Neural Pulse
Posts
Grok 4 Early Benchmarks Are Impressive

Grok 4 Early Benchmarks Are Impressive

Grok 4’s leaked benchmarks show a potential leap in reasoning: it scored 45 % on Humanity’s Last Exam...

Andres Vourakis
July 08, 2025

Hey there 👋

We hope you're excited to discover what's new and trending in AI, ML, and data science.

Here is your 5-minute pulse...

print("News & Trends")

Grok 4 Benchmarks Leak With 45% Score on Humanity Last Exam (1 min. read)

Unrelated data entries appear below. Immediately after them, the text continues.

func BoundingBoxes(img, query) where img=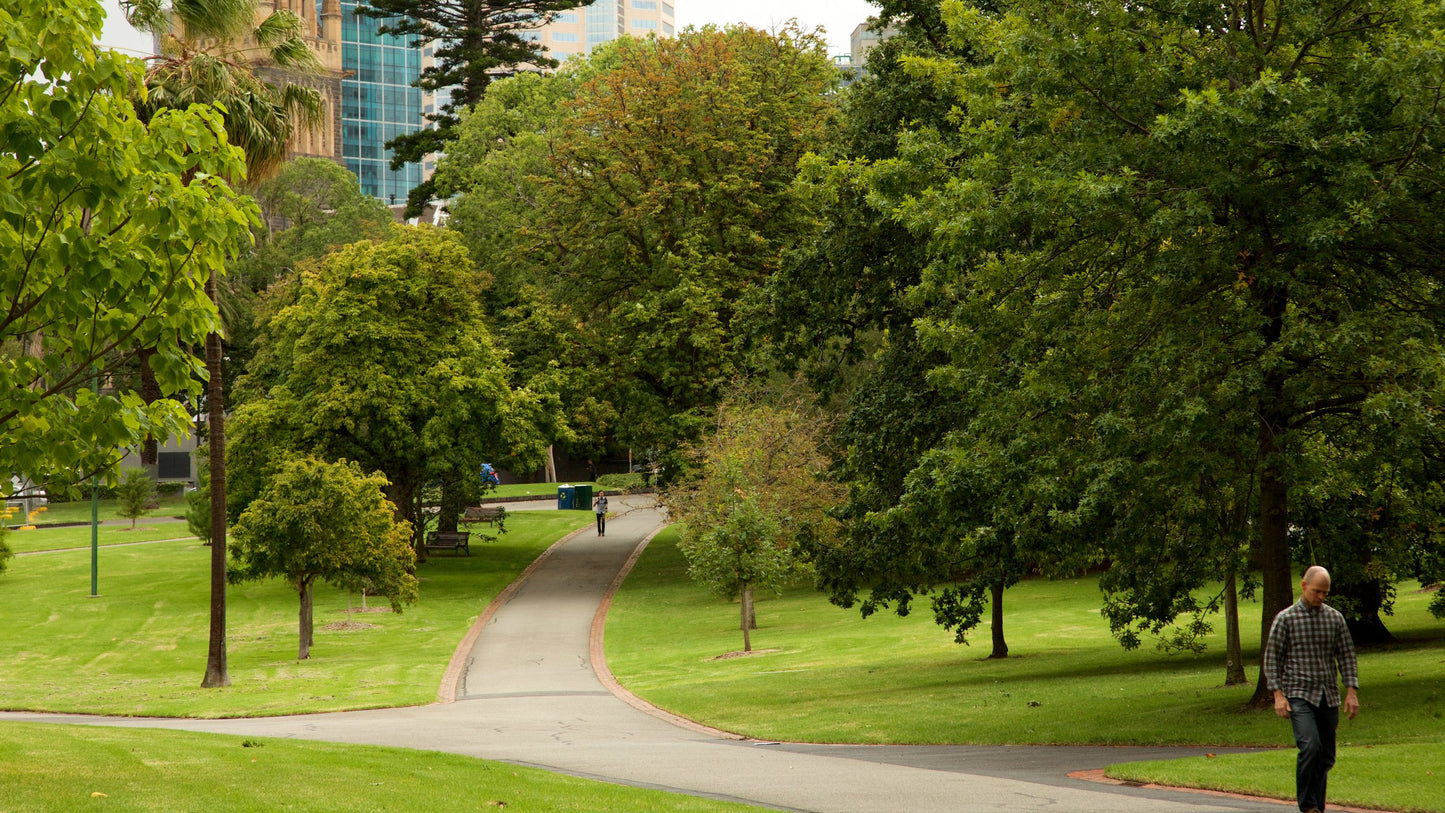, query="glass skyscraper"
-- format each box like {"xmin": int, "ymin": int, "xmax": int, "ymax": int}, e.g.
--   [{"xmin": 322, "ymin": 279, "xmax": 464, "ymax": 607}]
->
[
  {"xmin": 341, "ymin": 0, "xmax": 425, "ymax": 204},
  {"xmin": 526, "ymin": 0, "xmax": 675, "ymax": 59}
]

Image Source: TestingCatalog

Grok 4’s leaked benchmarks show a potential leap in reasoning: it scored 45 % on Humanity’s Last Exam, 24 points higher than Gemini 2.5 Pro, alongside strong results on GPQA (87–88 %), AIME’25 (95), and SWE‑Bench (72–75 for the code variant). These figures, if accurate, mark Grok 4 as state‑of‑the‑art in reasoning, math, and coding, and may spur faster advancements from other AI labs. However, these are unauthorised leaks and not official.

New Gemini Tools for Students and Educators (4 min. read)

Image source: Google

Google launches Gemini for Education at ISTE 2025, bringing premium Gemini 2.5 Pro AI tools (like classroom assistants, quiz generation, video and audio content creation, and shareable “Gems”) to all Workspace for Education users for free, with robust data protection and admin controls. Students soon gain access to personalized quizzes and interactive visuals, while educators can deploy AI-powered assessments and materials. Supervision features, youth-safe policies, and privacy safeguards ensure responsible deployment in schools.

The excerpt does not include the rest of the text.